Il va sans dire, bien sûr, que les applaudissements furent nombreux et nourris. Spontanément, chaque soliste lui offrit son bouquet de fleurs, alors que des milliers de confettis tombaient des cintres. Comment tourner la page pour cette compagnie après 51 ans de direction d’un chorégraphe qui compta tellement dans l’histoire de la danse ? Demis Volpi prendra sa place en septembre. Une telle succession ne pourra se faire simplement, sans difficultés, sans hésitation. Mais les bases sont là. Le Ballet de Hambourg est une troupe en pleine santé, aux Principals emblématiques, qu’ils soient en fin de carrière, dans la force de leurs 30 ans ou jeunes nommés. Les solistes brillants sont là, derrière. Le Junior Ballet, l’École de Danse, répondent présents. À chaque strate se trouvent d’anciens danseurs et danseuses devenus professeurs ou maîtres de ballet, soucieux de maintenir un héritage aussi bien chorégraphique que spirituel.
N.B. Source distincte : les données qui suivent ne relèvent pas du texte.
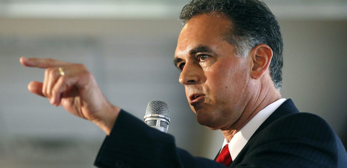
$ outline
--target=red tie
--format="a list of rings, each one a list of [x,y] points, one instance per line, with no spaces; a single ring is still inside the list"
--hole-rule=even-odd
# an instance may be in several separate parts
[[[220,151],[219,155],[218,155],[216,161],[220,163],[229,167],[230,164],[232,162],[232,159],[230,155],[230,152],[229,151],[229,148],[228,147],[228,144],[226,144],[223,147],[222,151]]]

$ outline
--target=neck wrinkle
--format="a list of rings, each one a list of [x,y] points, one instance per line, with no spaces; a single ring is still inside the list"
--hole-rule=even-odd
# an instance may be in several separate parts
[[[261,86],[260,88],[255,89],[259,91],[254,94],[255,96],[253,98],[248,101],[240,118],[230,127],[230,129],[222,131],[224,137],[228,141],[230,141],[235,134],[258,113],[281,98],[279,92],[277,89],[272,88],[274,88],[273,85],[270,85],[266,83],[265,86],[262,85]],[[244,119],[246,117],[247,118]]]

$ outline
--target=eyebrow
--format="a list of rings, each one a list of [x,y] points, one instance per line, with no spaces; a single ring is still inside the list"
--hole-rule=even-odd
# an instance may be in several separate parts
[[[189,51],[189,55],[192,55],[198,53],[208,53],[213,55],[217,55],[211,48],[205,46],[199,46],[192,48]],[[178,68],[177,64],[178,63],[183,60],[181,58],[175,56],[174,59],[174,64],[175,64],[175,66]]]

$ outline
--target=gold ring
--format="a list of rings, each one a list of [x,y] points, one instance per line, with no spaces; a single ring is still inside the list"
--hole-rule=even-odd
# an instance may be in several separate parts
[[[59,67],[59,74],[60,74],[61,76],[64,76],[65,75],[65,72],[64,72],[64,69],[62,67]]]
Reste la question de la préservation des œuvres, de leur transmission, à Hambourg ou ailleurs. Il n’existe pas encore de fondation en charge de cette lourde question. Peut-être sera-ce là le dernier défi de cette immense chorégraphe.
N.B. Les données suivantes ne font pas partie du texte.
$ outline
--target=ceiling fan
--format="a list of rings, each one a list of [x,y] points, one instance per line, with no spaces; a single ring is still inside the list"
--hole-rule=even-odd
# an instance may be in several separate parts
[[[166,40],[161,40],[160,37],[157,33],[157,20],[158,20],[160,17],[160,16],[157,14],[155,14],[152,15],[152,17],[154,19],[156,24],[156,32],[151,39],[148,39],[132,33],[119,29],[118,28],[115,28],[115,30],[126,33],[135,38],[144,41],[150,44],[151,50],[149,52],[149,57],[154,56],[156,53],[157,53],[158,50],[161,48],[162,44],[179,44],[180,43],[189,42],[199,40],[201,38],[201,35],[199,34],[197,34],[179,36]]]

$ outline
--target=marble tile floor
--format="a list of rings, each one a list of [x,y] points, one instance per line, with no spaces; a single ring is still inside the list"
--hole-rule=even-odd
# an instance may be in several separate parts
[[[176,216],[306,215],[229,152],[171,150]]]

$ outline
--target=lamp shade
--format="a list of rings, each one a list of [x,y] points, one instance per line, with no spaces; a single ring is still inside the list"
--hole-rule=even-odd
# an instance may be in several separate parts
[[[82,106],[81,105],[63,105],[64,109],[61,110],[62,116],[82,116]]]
49e Gala Njinsky par le Ballet de Hambourg
Yondering de John Neumeier, avec Javier Martinez, José Neri Avelar, Flipe Rettore, Antonio Casti, Christian Flori, Jakub Zouplna, Selina Appenzeller, Quinn Bates, Azul Ardizzone et des élèves de l’École de Ballet de Hambourg ; Spring and Fall de John Neumeier avec Alessandro Frola, Olivia Betteridge, Francesco Cortese et Emiliano Torres ; Préludes CV de John Neumeier avec Yun-Su Park, Lizhong Wang, Ida Stempelmann et Christopher Evans ; Unbound de Edvin Revazov avec les artistes du Hamburger Kammerballett ; Hello de John Neumeier avec Madoka Sugai et Alexandr Trisch ; Beethoven-Projekt II de John Neumeier avec les artistes de la compagnie ; Le Chant de la terre de John Neumeier avec Xue Lin, Alexandr Trusch et Karen Azatyan ; In the Blue Garden de John Neumeier avec les artistes du Jeune Ballet ; La Mouette de John Neumeier avec Louis Musin et Ana Torrequebrada ; Ghost Light de John Neumeier avec Silvia Azzoni, Alexandre Riabko, Matias Oberlin et Alessandro Frola ; Lento de John Neumeier avec Olga Smirnova et Jacopo Bellussi ; Le Chant du Soldat de John Neumeier avec Anna Laudere et Edvin Revazov ; Vaslaw et Le Spectre de la Rose de John Neumeier avec Aleix Martinez, Ida Praetorius et Matias Oberlin ; La Troisième Symphonie de Gustav Mahler de John Neumeier avec Alina Cojocaru et Edvin Revazov. Dimanche 14 juillet 2024 à l’Opéra de Hambourg.